The problem is that you are fitting a model with more predictor variables than samples (ie rows). Your example contains 6 samples, so 5 variables (+ intercept = 6) would predict the V8
predictand perfectly:
cigarette.data <- structure(list(V2 = c(27, 22.9, 26.3, 29.1, 28.1, 26.2), V3 = c(41.3,
66.7, 58.1, 39.9, 62.6, 63.9), V4 = c(2948, 4644, 3665, 2878,
4493, 3855), V5 = c(26.2, 3, 3, 18.3, 7, 3), V6 = c(51.7, 45.7,
50.8, 51.5, 50.8, 50.7), V7 = c(42.7, 41.8, 38.5, 38.8, 39.7,
31.1), V8 = c(89.784450178314, 121.359442280557, 115.031032135658,
100.201279353697, 123.401631728502, 124.750887806)), .Names = c("V2",
"V3", "V4", "V5", "V6", "V7", "V8"), row.names = c(NA, -6L), class = "data.frame")

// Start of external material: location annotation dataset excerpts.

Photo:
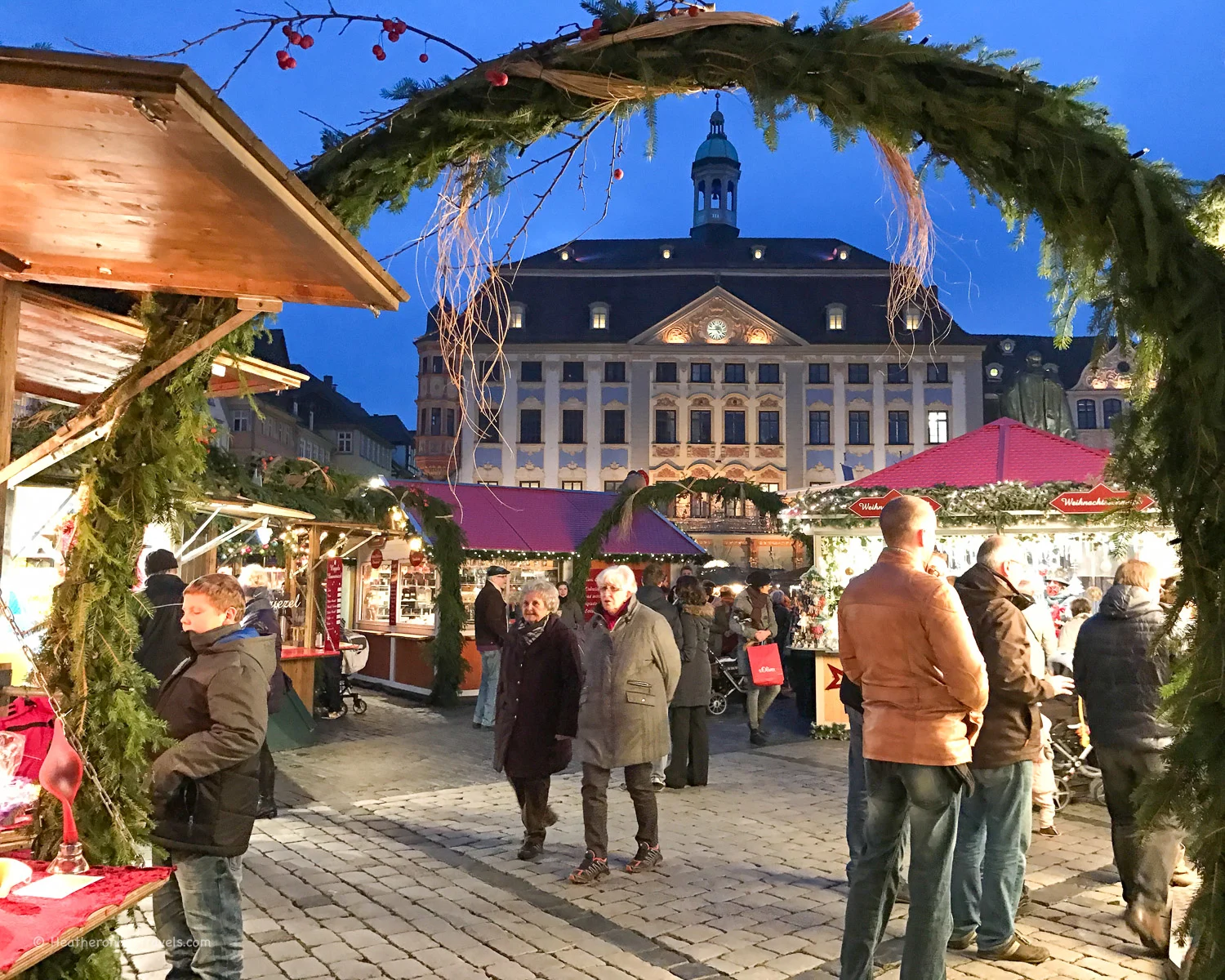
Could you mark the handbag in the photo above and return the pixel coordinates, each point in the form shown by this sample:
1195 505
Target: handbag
764 664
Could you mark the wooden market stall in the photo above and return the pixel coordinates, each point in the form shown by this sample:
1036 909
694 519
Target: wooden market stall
532 532
118 178
1004 477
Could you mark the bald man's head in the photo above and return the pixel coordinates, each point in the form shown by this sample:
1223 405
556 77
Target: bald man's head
909 523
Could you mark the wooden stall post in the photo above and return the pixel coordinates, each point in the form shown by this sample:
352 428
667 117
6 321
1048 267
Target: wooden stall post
311 598
10 320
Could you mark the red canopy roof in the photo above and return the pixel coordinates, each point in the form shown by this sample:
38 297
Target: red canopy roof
1002 450
522 519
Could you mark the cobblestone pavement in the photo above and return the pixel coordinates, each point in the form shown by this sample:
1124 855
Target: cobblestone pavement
418 877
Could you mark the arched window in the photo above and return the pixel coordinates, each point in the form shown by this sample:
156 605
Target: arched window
1085 414
1110 408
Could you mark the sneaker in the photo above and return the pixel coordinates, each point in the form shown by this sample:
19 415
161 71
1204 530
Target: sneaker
1017 950
590 870
647 859
531 850
1151 926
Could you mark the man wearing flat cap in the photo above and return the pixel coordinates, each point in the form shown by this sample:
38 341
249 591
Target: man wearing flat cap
490 620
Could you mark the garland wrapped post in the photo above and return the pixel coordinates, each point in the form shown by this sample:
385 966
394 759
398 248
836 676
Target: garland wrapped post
1120 230
142 474
657 497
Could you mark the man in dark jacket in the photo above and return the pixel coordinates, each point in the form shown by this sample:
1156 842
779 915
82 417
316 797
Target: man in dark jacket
163 644
489 617
538 693
1120 674
995 823
260 615
206 786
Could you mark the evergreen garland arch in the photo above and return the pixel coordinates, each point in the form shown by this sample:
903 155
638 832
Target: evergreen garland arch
1120 230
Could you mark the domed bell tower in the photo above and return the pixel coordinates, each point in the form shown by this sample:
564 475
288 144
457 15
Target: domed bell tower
715 174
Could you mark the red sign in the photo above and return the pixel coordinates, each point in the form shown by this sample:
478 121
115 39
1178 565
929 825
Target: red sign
1099 500
872 506
332 603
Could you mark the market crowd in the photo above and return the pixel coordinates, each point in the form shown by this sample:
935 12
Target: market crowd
950 751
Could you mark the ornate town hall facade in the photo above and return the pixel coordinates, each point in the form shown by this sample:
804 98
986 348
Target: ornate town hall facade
713 353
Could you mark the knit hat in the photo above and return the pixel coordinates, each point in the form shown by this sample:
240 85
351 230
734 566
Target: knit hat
759 577
159 561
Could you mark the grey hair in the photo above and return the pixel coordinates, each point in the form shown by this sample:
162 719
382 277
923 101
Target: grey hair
546 588
996 549
621 575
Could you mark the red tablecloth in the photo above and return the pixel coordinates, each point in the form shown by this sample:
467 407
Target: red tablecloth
29 925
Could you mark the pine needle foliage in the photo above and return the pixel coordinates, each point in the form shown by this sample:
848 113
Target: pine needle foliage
1119 228
141 475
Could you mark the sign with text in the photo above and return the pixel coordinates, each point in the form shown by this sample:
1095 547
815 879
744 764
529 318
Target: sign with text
872 506
1099 500
332 603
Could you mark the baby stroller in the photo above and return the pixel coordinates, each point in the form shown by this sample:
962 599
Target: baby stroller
352 661
725 681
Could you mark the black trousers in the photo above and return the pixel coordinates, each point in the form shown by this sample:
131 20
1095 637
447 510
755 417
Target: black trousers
533 796
267 773
1144 859
690 764
595 806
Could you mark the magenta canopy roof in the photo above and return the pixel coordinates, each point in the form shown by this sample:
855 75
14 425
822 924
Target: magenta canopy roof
1002 450
522 519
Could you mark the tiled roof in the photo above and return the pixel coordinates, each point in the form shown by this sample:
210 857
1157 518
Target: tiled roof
1002 450
519 519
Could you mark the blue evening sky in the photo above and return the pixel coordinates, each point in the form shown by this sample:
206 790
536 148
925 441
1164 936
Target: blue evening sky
1160 70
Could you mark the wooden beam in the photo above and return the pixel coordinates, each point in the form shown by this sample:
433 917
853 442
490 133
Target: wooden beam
10 326
124 394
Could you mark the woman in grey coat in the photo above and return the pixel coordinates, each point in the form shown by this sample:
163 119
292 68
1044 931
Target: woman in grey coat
691 742
632 668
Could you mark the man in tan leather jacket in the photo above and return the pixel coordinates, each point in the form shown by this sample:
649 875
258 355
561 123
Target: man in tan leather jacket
906 641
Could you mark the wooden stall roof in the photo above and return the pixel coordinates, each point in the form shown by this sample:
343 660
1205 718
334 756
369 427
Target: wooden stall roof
69 352
134 176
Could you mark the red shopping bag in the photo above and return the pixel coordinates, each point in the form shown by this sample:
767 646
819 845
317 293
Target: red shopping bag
764 666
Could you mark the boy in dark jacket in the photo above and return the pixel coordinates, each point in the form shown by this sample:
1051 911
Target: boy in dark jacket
206 786
1120 675
163 644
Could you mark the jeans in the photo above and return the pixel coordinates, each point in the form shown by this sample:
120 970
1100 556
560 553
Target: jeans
930 795
989 864
757 701
691 747
487 697
857 799
533 796
198 918
1144 858
595 806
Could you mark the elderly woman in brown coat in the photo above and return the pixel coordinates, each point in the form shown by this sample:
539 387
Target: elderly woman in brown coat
538 693
632 669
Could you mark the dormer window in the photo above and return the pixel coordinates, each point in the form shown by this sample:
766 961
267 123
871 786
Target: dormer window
599 315
516 318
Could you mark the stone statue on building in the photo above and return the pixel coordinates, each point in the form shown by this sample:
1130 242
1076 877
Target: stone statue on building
1036 399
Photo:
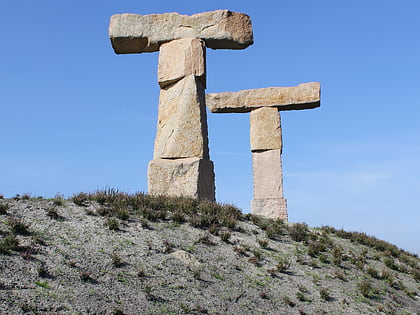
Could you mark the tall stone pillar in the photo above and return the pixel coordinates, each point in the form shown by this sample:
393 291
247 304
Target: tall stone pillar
181 165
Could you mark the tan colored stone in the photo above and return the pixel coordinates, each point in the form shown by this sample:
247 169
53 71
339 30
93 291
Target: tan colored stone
221 29
268 182
275 208
180 58
303 96
191 177
182 121
265 129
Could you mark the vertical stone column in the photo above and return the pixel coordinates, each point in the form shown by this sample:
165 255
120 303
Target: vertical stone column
266 147
181 164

fit <- lm(V8 ~ V2 + V3 + V4 + V5 + V6 + V7, data = cigarette.data)
summary(fit)
Call:
lm(formula = V8 ~ V2 + V3 + V4 + V5 + V6 + V7, data = cigarette.data)
Residuals:
ALL 6 residuals are 0: no residual degrees of freedom!
Coefficients: (1 not defined because of singularities)
Estimate Std. Error t value Pr(>|t|)
(Intercept) 98.89203 NA NA NA
V2 5.66196 NA NA NA
V3 2.16574 NA NA NA
V4 -0.01412 NA NA NA
V5 0.03093 NA NA NA
V6 -4.07376 NA NA NA
V7 NA NA NA NA
Residual standard error: NaN on 0 degrees of freedom
Multiple R-squared: 1, Adjusted R-squared: NaN
F-statistic: NaN on 5 and 0 DF, p-value: NA
Your model should either contain fewer variables or more samples (see example below):
fit <- lm(V8 ~ V2 + V3 + V4 + V5, data = cigarette.data)
summary(fit)
Call:
lm(formula = V8 ~ V2 + V3 + V4 + V5, data = cigarette.data)
Residuals:
1 2 3 4 5 6
-1.1873 0.9570 -2.9738 1.9870 -0.7142 1.9312
Coefficients:
Estimate Std. Error t value Pr(>|t|)
(Intercept) 17.846025 57.297709 0.311 0.808
V2 1.848628 1.240164 1.491 0.376
V3 0.802375 0.879204 0.913 0.529
V4 0.001821 0.008315 0.219 0.863
V5 -0.583697 0.601185 -0.971 0.509
Residual standard error: 4.4 on 1 degrees of freedom
Multiple R-squared: 0.981, Adjusted R-squared: 0.9052
F-statistic: 12.94 on 4 and 1 DF, p-value: 0.2052
There must be a null value or 0.0 as one of the records in your data frame. Try to impute those records or remove it from your data frame before fitting the model.